Turns out, the decision paid off. At 29, Li Na has set a record for her country and in Asia for being the first Asian player – male or female – to win a Grand Slam singles title. On Saturday, June 4, Li Na beat defending champion Francesca Schiavone in straight sets.
“My dad wanted me to become a badminton champion, that’s why he made me play tennis. After two years of training, the badminton coach told me I was not made for badminton and that I should rather play tennis,” Li said during the interview.
After the world saw Li falling on the ground after winning the match point, the China’s tennis superstar said that it was a move that she herself did not plan.
Li Na has a great weight on her shoulders considering that China has a population of 1.3 billion people. On January, she represented 1.3 billion-strong Chinese citizens at the final of the Australian Open. She lost to Kim Clijsters.

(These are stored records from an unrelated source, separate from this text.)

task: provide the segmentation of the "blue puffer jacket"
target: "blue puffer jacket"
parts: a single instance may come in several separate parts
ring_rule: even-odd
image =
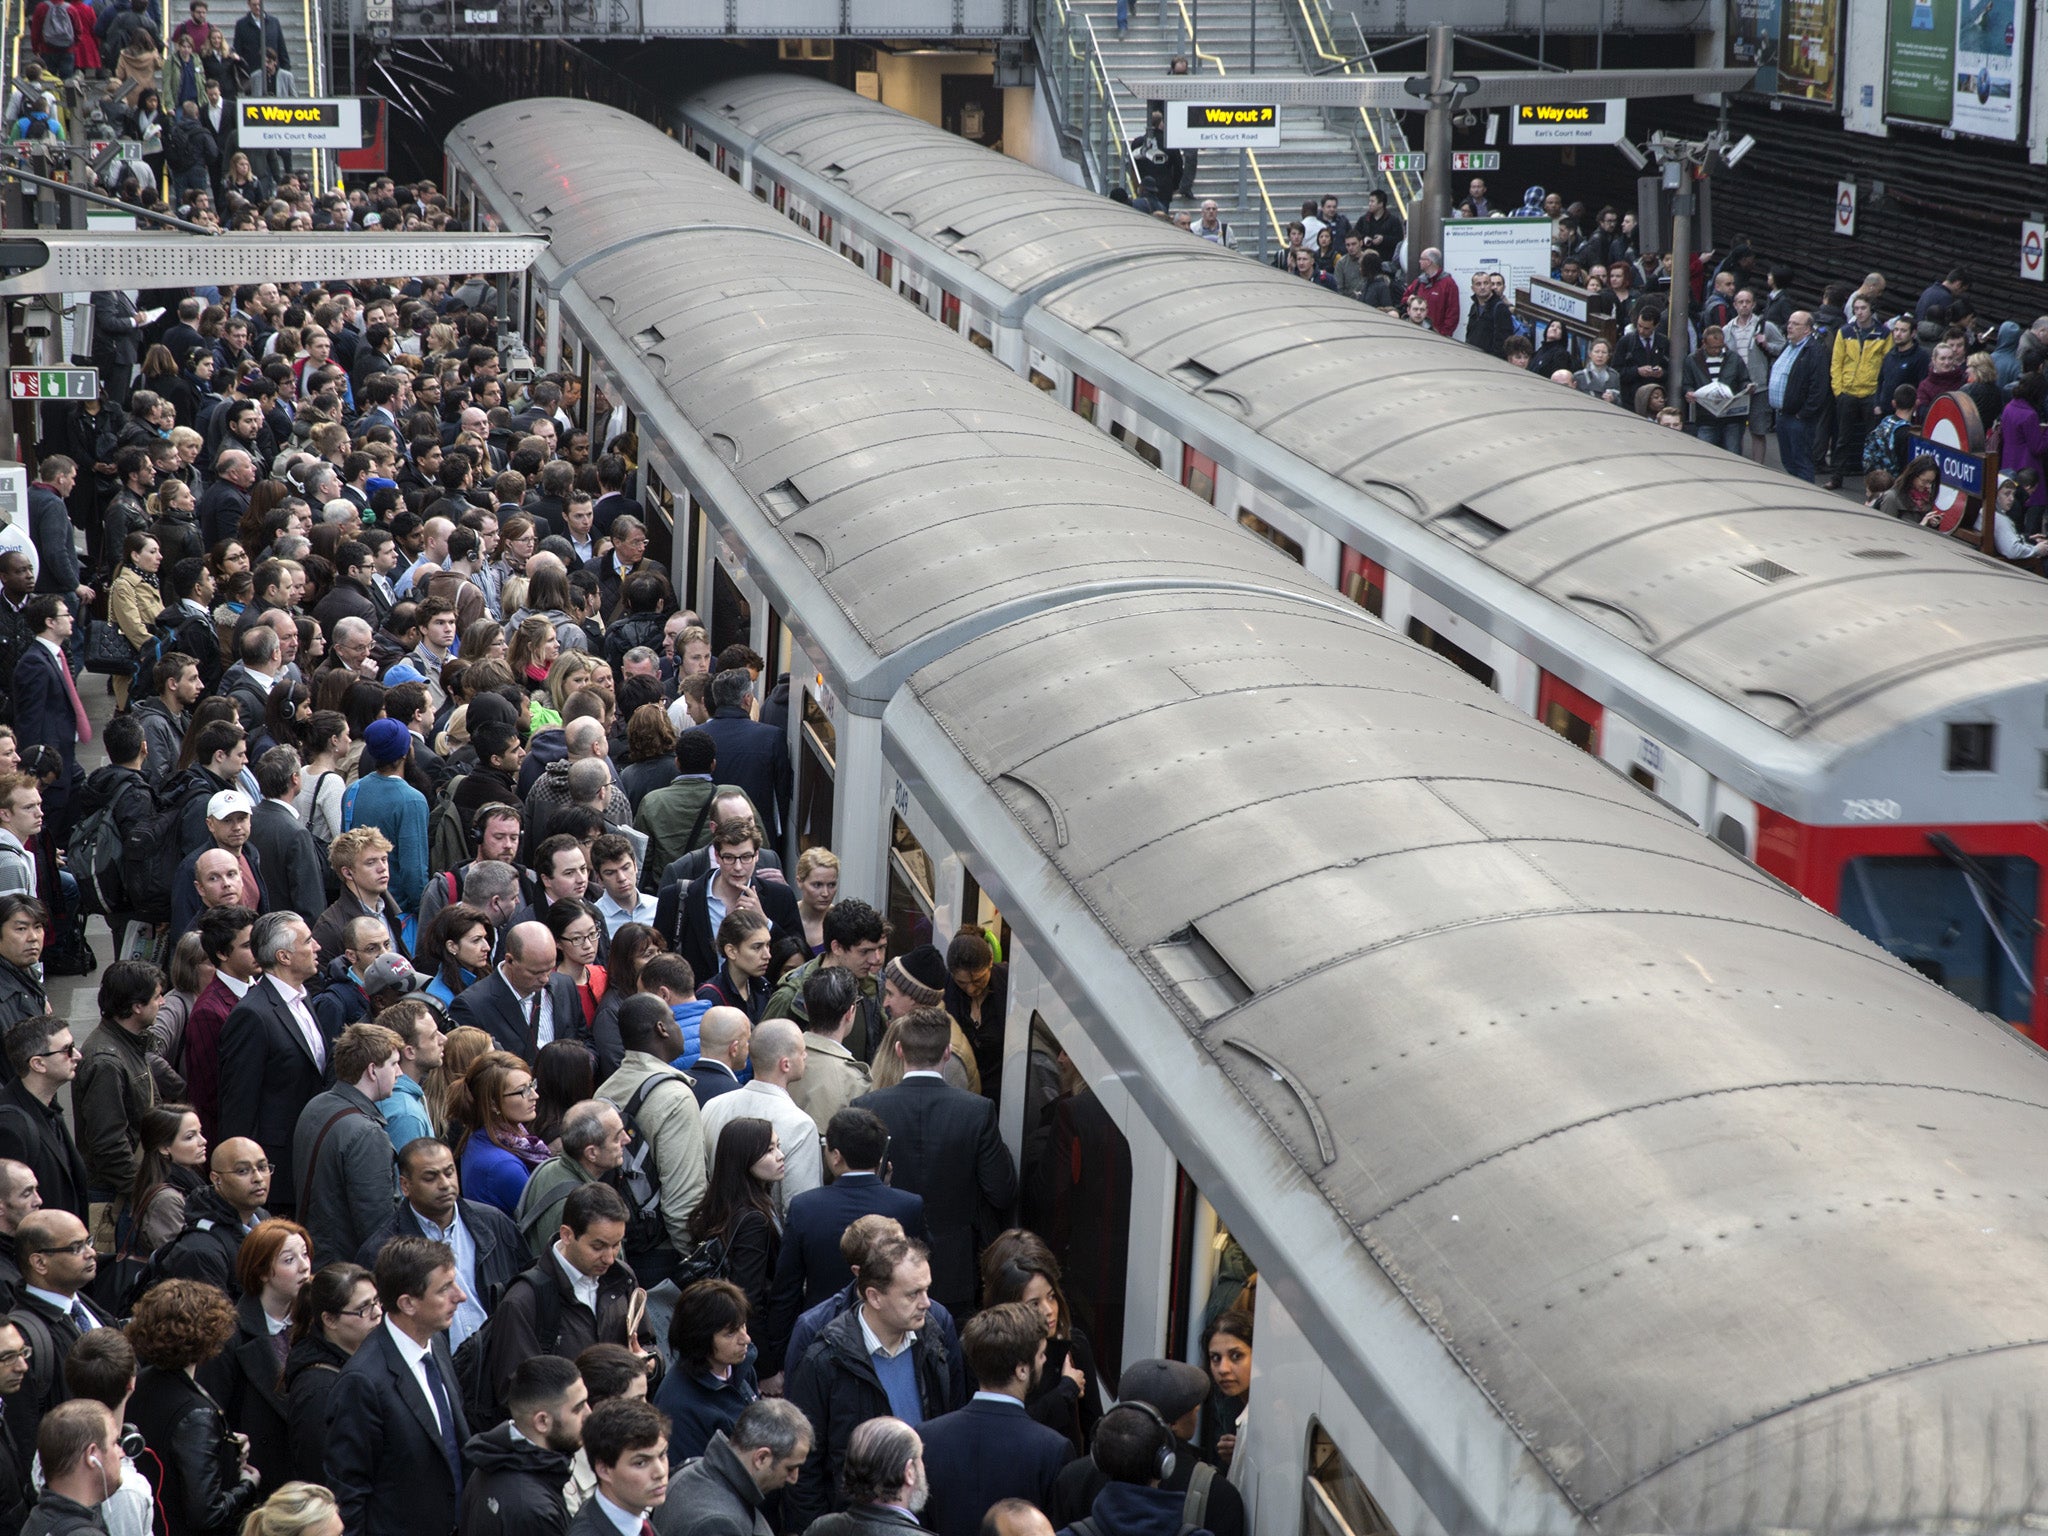
[[[697,1058],[704,1054],[704,1044],[697,1032],[697,1026],[704,1021],[704,1015],[711,1009],[709,1003],[692,998],[687,1003],[676,1004],[676,1028],[683,1032],[683,1054],[669,1065],[678,1072],[687,1072],[697,1065]]]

It is expected that state run broadcasting networks in China has already spread the good news to the people. The French Open 2011 title just happens to be Li’s fifth career title and in fact her first on clay. During the start of the Roland Garros tournament, she was not considered a favorite. However, when the top three seeds fell before the quarterfinals, her chances grew.
“Today is the dream come true. Not so many player can win (a) Grand Slam,” Li said.